To enable us to replace Categorical variables with numerical variables for our ML model:

from sklearn.preprocessing import LabelEncoder

For feature scaling:

from sklearn import preprocessing

To create our ML Regression model:

from sklearn.ensemble import RandomForestRegressor

To determine the accountability of our model:

from sklearn.metrics import accuracy_score

LOADING OUR DATA

The following three lines of code will load the data into variables as pandas DataFrames:

train = pd.read(“train.csv”)
test = pd.read(“test.csv”)
sample_submission = pd.read(“sample_submission.csv”)

To note is that any transformation done to the training data must be reiterated on the test data. This is because once the model has been trained it needs to acquire the same type of data.

Let’s have a look-see at our data then:

train.head(20)
test.head(20)
sample_submission.head(20)

This will display the first twenty rows in the data under their respective column heads. We see here that train.csv contains 81 columns whereas test.csv contains 80 columns. The SalePrice column has been excluded since it is what we need to predict. The sample_submission.csv contains two columns that are the Id and SalePrice.

Data Exploration: Dealing with null values

Let us check for null values

train.isnull().any()

Id False

MSSubClass False

MSZoning False

LotFrontage True

LotArea False

…

MoSold False

YrSold False

SaleType False

SaleCondition False

SalePrice False

Length: 81, dtype: bool

This will return a list of the columns with either True or False depending on whether there are null values in that column.

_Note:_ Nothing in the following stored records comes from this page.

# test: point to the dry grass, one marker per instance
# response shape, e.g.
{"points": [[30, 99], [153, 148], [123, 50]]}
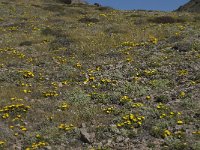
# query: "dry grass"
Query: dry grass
{"points": [[128, 78]]}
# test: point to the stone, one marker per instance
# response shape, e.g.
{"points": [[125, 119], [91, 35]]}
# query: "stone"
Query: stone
{"points": [[86, 137]]}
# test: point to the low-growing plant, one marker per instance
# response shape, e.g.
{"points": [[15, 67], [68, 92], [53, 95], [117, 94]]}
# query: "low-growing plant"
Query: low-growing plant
{"points": [[166, 19]]}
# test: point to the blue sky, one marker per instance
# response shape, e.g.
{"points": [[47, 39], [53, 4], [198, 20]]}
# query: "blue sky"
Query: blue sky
{"points": [[164, 5]]}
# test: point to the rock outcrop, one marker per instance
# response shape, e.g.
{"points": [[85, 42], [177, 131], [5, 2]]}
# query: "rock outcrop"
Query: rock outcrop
{"points": [[191, 6]]}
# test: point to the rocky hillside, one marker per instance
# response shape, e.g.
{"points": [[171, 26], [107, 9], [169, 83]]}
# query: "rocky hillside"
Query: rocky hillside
{"points": [[86, 77], [191, 6]]}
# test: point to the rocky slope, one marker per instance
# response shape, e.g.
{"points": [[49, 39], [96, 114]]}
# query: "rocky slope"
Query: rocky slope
{"points": [[82, 77]]}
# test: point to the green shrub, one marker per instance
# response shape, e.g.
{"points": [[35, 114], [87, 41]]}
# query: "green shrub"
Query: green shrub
{"points": [[166, 19]]}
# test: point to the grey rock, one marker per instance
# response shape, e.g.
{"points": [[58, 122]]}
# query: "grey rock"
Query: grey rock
{"points": [[86, 137]]}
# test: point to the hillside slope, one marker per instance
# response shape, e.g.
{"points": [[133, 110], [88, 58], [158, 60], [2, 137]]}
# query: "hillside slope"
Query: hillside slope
{"points": [[191, 6], [85, 77]]}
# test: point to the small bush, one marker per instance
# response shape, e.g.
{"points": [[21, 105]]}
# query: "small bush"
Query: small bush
{"points": [[25, 43], [88, 20], [166, 19], [183, 46]]}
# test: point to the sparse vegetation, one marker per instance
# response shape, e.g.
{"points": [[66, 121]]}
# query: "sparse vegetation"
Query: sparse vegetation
{"points": [[87, 77]]}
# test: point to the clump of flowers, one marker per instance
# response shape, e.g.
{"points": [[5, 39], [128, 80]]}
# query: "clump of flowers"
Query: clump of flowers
{"points": [[50, 94], [166, 133], [38, 145], [109, 110], [182, 94], [2, 143], [28, 74], [131, 44], [150, 72], [136, 105], [131, 121], [66, 127], [125, 99], [64, 106], [153, 40], [8, 110], [182, 72]]}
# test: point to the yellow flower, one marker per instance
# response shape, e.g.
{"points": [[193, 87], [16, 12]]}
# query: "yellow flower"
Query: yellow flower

To get the total number of empty columns per column:

train.isnull().sum().head(50)

Id 0

MSSubClass 0

MSZoning 0

LotFrontage 259

LotArea 0

Street 0

Alley 1369

LotShape 0

LandContour 0

Utilities 0

LotConfig 0

LandSlope 0

Neighborhood 0

Condition1 0

Condition2 0

BldgType 0

HouseStyle 0

OverallQual 0

OverallCond 0

YearBuilt 0

YearRemodAdd 0

RoofStyle 0

RoofMatl 0

Exterior1st 0

Exterior2nd 0

MasVnrType 8

MasVnrArea 8

ExterQual 0

ExterCond 0

Foundation 0

BsmtQual 37

BsmtCond 37

BsmtExposure 38

BsmtFinType1 37

BsmtFinSF1 0

BsmtFinType2 38

BsmtFinSF2 0

BsmtUnfSF 0

TotalBsmtSF 0

Heating 0

HeatingQC 0

CentralAir 0

Electrical 1

1stFlrSF 0

2ndFlrSF 0

LowQualFinSF 0

GrLivArea 0

BsmtFullBath 0

BsmtHalfBath 0

FullBath 0

train.isnull().sum().tail(30)

HalfBath 0

BedroomAbvGr 0

KitchenAbvGr 0

KitchenQual 0

TotRmsAbvGrd 0

Functional 0

Fireplaces 0

FireplaceQu 690

GarageType 81

GarageYrBlt 81

GarageFinish 81

GarageCars 0

GarageArea 0

GarageQual 81

GarageCond 81

PavedDrive 0

WoodDeckSF 0

OpenPorchSF 0

EnclosedPorch 0

3SsnPorch 0

ScreenPorch 0

PoolArea 0

PoolQC 1453

Fence 1179

MiscFeature 1406

MiscVal 0

MoSold 0

YrSold 0

SaleType 0

SaleCondition 0

SalePrice 0

We can see there are a number of columns with an alarmingly large number of null values since the total number of rows are 1459. Let’s go to data_description.txt to figure out what these columns represent and how to deal with the null values.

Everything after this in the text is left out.